| Summary: | In the context of oncological drug trials, the semi-parametric Cox proportional hazards model is traditionally used to establish treatment efficacy based on patient response to treatment. However, the analysis is limited to answering questions about treatment efficacy only, since the focus is usually on a single event of interest (such as significant tumour shrinkage).
It would instead be in the interest of patients to address whether a clinically effective drug is potentially beneficial, in terms of whether it can treat cancer while being relatively tolerable compared to alternative treatments. To address this, we propose modelling the entire patient history using a semi-Markov multi-state model so that we can simultaneously consider all possible events that can be experienced by patients. Furthermore, if one defines all possible events to be detrimental to the patient, we can quantify differences in patient benefit by considering each of the active and control treatment arms and the time patients spend in one or more states.

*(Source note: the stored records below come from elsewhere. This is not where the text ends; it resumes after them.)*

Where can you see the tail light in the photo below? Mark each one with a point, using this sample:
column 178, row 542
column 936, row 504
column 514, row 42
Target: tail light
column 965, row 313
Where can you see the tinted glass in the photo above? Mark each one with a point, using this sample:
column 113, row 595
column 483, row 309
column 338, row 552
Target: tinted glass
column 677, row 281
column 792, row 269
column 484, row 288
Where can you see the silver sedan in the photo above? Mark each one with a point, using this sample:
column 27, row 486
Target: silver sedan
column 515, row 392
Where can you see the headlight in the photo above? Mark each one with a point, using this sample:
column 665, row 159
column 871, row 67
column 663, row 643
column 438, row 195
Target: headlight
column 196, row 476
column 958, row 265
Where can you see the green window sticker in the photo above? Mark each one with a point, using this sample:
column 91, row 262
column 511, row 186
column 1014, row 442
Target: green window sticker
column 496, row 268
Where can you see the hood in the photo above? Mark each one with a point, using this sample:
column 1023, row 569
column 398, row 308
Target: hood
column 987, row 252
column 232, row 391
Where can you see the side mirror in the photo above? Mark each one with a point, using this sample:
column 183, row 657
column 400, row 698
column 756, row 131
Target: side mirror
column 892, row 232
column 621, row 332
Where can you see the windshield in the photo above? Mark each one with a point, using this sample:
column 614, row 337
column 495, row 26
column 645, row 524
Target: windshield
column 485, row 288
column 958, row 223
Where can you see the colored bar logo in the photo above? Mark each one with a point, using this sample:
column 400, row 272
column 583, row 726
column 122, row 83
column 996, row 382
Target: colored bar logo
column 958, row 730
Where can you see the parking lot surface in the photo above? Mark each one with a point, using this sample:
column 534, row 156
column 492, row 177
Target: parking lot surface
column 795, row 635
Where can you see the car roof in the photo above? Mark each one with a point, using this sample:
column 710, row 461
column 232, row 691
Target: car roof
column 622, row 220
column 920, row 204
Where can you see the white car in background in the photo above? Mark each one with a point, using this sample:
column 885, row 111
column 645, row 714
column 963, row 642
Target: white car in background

We propose two general statistical procedures to compare patients in each treatment arm. The first procedure is based on differences in expected sojourn time in subsets of states of interest, while the second procedure is based on differences in the survival function of the holding time in specific states. In each case, the test statistic is a function of the maximum likelihood estimates of model parameters. The delta method is used for statistical inference. Properties of the proposed statistical procedures are assessed by means of a simulation study, including analyses of power and effects of model misspecification. The main result is that each test is able to detect significant patient benefit relatively easily, with limiting factors being sample size and high rates of right-censoring.
Finally, a real dataset is analysed and our method is compared to each of the Cox proportional hazards model and the Fine-Gray proportional hazards model. The main conclusion is that our method is more flexible and insightful when considering patient benefit.